Slowly the village picked up the pieces. There were peace and reconciliation meetings that adults attended with a lot of cynicism. Some semblance of fragile peace soon ensued. “We didn’t understand this hatred that had just transpired.” Ibrahim says. They carried this confusion back to classrooms when schools finally opened and didn’t know where to place it. Some students managed to get back into the rhythm of learning while others couldn’t move forward. Ibrahim, already not a great student, deteriorated even further. School didn’t offer any opening to a frontier that his parents and teachers professed. Also, he was processing the trauma that his neighbourhood had undergone. Nothing felt the same around him anymore. It all felt desperate, like living in someone else’s reality.

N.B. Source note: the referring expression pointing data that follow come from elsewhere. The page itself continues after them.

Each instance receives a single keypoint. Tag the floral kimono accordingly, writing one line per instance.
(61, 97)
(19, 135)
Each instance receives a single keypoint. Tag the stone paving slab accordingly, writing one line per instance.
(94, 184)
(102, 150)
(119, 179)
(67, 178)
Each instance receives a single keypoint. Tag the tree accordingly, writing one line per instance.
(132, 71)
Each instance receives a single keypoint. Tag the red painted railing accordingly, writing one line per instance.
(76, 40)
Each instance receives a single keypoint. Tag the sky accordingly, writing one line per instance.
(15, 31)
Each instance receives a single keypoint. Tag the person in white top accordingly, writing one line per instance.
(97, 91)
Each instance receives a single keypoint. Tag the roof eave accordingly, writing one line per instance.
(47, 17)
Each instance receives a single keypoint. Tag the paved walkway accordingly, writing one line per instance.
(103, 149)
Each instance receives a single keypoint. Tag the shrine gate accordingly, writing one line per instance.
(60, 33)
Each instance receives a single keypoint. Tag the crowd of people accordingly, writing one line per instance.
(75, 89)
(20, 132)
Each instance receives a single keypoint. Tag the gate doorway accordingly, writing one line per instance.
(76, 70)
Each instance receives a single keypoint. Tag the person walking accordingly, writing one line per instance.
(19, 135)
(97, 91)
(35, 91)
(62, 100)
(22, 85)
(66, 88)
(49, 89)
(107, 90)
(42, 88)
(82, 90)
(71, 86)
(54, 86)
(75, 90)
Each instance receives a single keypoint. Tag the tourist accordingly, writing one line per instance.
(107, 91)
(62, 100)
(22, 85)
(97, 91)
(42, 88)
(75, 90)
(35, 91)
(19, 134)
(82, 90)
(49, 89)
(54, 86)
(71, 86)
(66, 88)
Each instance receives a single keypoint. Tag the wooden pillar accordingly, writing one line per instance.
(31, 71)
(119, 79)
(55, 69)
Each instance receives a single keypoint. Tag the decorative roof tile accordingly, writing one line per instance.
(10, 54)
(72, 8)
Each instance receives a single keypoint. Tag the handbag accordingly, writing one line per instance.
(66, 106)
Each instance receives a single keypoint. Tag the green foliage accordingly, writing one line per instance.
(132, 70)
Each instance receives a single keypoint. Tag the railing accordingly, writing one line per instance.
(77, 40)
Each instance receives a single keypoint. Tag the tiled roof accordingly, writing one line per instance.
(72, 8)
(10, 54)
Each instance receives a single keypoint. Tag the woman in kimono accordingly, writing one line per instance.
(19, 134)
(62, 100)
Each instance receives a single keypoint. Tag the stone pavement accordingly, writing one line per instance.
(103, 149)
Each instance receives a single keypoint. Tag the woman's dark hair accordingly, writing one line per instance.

Meanwhile in his school a program called Accelerated Learning Approach was underway, an initiative of People’s Action for Learning [PAL] network and Regional Education Initiative [RELI]. They call it Foundation Literacy and Numeracy, which advocates for reading and writing as a core value for every student, especially children from the impoverished regions of Sub Saharan Africa. Kids like Ibrahim were suffering from a different kind of poverty called Learning Poverty. Only problem was that this program was only for children in grade three to five. Ibrahim was in grade eight yet he couldn’t read or write well. He was scoring 98 marks out of 500 in his exams.
One day the headteacher asked if Ibrahim could join the program and the teachers looked at each other. “How?” One asked. “He’s in class eight. He is much older. How would he even fit? The headteacher said, ‘he will find his space if you let him in.” So Ibrahim was let into the program.
“I was the tallest and biggest in class. It was awkward and discouraging at the beginning,” Ibrahim confesses. “But my teachers never let me give up. The program was very intense but slowly I started learning how to read words, then sentences and then paragraphs.”
The technique called Teaching at the right Level [TaRl] they used was pioneered by an Indian NGO that helped slow learners catch up by practising maths or reading. Over 50% of Grade 2 children in Kenya cannot perform two-digit subtraction in 2017 according to a World Bank Report. If you can’t read or do simple maths, your chances of surviving in the market is greatly hampered.
Ibrahim sat for his KCPE exams in a few months and scored 234 out of 500 works. It boosted his confidence. Suddenly he had a shot at life. He joined Buyani Secondary School where he is in Form Two. He’s 20 years old. He’s still the oldest in his class of mostly kids five years his junior. He’s taller than them. He’s bigger than them. His voice is deeper than then. He is stronger on the football pitch and often faster. “But at least nobody makes fun of me because of my inability to read or do simple maths.” He says. He still dreams. He dreams of being a great footballer. He still looks out for strange faces in the cloud but not in class this time.
When you ask him what he wished happened to his life to get better he takes a beat and thinks about it. “I don’t want to experience another fighting in my village,” he says. “ It takes everybody back.”